After my last bit of writing I received a phone call from my oldest, as I expected. She is the one person in the world who, to the best of my knowledge, actually reads everything I post. That is a bit frightening because I know she is a much better writer than me, and much smarter to boot. The only thing I have on her is life experience, maybe.
She calls because she thought I sounded ‘down’ . She was right, I was. She watched her mother and I go through a particularly horrible time in our lives and was our main support system. She is very concerned about our happiness and well-being which I appreciate more than I can say.
To her I would say that my life experience teaches me this: happiness is a mostly misunderstood idea and the way people understand it means they will never have it.
The best definition I have ever heard for ‘happiness’ is that it is a feeling that, in general, things ‘are as they should be’. I look at the world around me and I do not think that things are ‘as they should be’ and I do not ever expect to feel that way about the world I live in.
I look inside though.

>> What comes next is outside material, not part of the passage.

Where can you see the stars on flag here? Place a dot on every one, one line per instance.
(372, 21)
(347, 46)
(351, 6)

My relationship with my Maker is ‘as it should be’. My relationship with those I care about the most is “as it should be’. I am doing the best I can in my own small way to ‘repair the world’ with the talents given me, and that is as it should be.

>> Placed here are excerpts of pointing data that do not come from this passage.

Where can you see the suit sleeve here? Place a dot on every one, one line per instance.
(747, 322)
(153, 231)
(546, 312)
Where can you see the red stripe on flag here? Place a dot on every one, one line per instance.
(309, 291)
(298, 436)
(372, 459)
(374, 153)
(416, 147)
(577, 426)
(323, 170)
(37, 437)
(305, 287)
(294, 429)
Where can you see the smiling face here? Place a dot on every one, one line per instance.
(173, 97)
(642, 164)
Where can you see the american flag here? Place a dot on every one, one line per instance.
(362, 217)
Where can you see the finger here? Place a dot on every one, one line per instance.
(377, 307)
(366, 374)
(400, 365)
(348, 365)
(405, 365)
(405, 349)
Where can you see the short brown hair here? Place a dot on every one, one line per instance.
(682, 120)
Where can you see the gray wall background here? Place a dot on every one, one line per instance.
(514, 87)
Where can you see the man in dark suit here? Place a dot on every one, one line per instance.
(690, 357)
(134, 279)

On my path I will have some days that are smooth, some that are rocky, and some that are in-between. That has nothing to do with ‘happiness’ although it would just mean that I am no different from anyone else and that too is ‘as it should be’.
I look inside to see what the state of my soul is. I reflect about the difference between the man I am, and the man I could be. I check to see if I am using my gifts, such as they are, to benefit others. I am sure to have ‘bumpy’ days the rest of my life, but I am the ‘happiest’ I have ever been in my life, and I think I will be for a very long time.
So to my daughter I would say ‘thank you’ for your caring. That means you too are using your gifts and living as you should.